El silencio se apoderó del momento tras la revelación tan fría de Leila. No cabía duda alguna que las cosas estaban peor de lo que Beatriz imaginaba. Sabía que su cuñado era un tipo obsesivo con el trabajo y sus compromisos, pero por lo que su hermana siempre le contaba, jamás la desatendía en la intimidad, siempre se sintió amada por su esposo.
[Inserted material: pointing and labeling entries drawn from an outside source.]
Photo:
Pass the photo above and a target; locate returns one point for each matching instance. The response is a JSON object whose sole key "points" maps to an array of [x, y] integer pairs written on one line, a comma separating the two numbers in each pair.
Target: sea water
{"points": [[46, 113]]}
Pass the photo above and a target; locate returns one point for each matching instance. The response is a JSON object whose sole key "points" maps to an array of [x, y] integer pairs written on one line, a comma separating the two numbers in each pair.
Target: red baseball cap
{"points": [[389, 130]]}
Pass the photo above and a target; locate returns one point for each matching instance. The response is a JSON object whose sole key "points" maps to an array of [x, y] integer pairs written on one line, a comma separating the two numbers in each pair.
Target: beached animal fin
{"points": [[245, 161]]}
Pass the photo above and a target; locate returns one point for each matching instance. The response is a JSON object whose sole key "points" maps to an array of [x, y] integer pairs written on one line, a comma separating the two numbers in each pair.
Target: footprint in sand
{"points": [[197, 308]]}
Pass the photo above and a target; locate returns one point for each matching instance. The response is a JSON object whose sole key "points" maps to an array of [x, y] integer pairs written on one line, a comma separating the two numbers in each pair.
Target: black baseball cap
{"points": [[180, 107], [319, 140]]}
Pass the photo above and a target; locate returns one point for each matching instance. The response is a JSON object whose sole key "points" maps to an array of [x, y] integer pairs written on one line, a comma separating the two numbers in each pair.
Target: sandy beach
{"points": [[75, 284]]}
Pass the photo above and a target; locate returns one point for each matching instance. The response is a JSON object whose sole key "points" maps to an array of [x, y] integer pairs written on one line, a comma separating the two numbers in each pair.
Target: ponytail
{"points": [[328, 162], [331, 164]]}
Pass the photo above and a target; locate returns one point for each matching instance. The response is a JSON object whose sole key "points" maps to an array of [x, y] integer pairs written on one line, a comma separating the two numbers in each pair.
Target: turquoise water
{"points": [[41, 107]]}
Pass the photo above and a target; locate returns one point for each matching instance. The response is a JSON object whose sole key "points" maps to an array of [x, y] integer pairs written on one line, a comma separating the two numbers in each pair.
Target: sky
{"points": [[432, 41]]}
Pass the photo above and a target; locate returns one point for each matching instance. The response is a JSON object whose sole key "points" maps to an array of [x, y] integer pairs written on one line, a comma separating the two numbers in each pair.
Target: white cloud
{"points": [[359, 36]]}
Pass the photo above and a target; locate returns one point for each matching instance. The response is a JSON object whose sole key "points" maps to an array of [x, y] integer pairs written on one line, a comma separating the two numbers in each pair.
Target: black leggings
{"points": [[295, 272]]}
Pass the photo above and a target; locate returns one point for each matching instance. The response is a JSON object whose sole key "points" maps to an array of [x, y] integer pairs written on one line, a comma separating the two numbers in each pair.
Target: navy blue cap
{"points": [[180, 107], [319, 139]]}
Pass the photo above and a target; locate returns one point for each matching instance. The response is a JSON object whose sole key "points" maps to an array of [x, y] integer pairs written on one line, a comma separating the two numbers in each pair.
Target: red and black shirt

Y ahora, después de varios años juntos y de tantos problemas que lograron superar, escuchar de boca de su propia hermana que se sentía como un objeto sexual, era algo muy difícil de entender para ella. Leila siempre se jactó de que llevaba una vida sexual plena con Quentin, que éste siempre le demostraba lo enamorado que estaba de ella. No sabía cómo darle una respuesta que le diera un poco de tranquilidad.
—No sé qué decirte, me has dejado sin palabras Leila. Solo te puedo asegurar que el contar la verdad a esta altura no es la mejor opción. Es mucho lo que puedes perder, más de lo que sientes que ya has perdido.
—¡Pero Beatriz! —Exclamaba entre lágrimas ésta— dime tú, ¿Cómo le digo a Quentin lo que hice, como le digo que…?
Aquellas palabras se vieron interrumpidas en fracción de segundos, pues en ese momento una pequeña aparecía, y sin decir palabra alguna se abalanzaba a los brazos de Leila. Aquella pequeña era Pandora. Ambas mujeres se fundían en un cálido abrazo, mientras Beatriz, posando una mano sobre el hombro de su hermana, le brindaba una mirada llena de regocijo y tranquilidad, misma que transmitía a Leila.
La tranquilidad que en ese momento necesitaba imperiosamente, finalmente llegaba en los brazos de Pandora. Leila intentaba disimular su llanto, secando de manera torpe sus lágrimas para evitar que la pequeña tan siquiera lograra darse cuenta. Sin duda había llegado en el momento preciso, interrumpiendo sin querer las palabras que seguramente después se arrepentiría de decir en voz alta.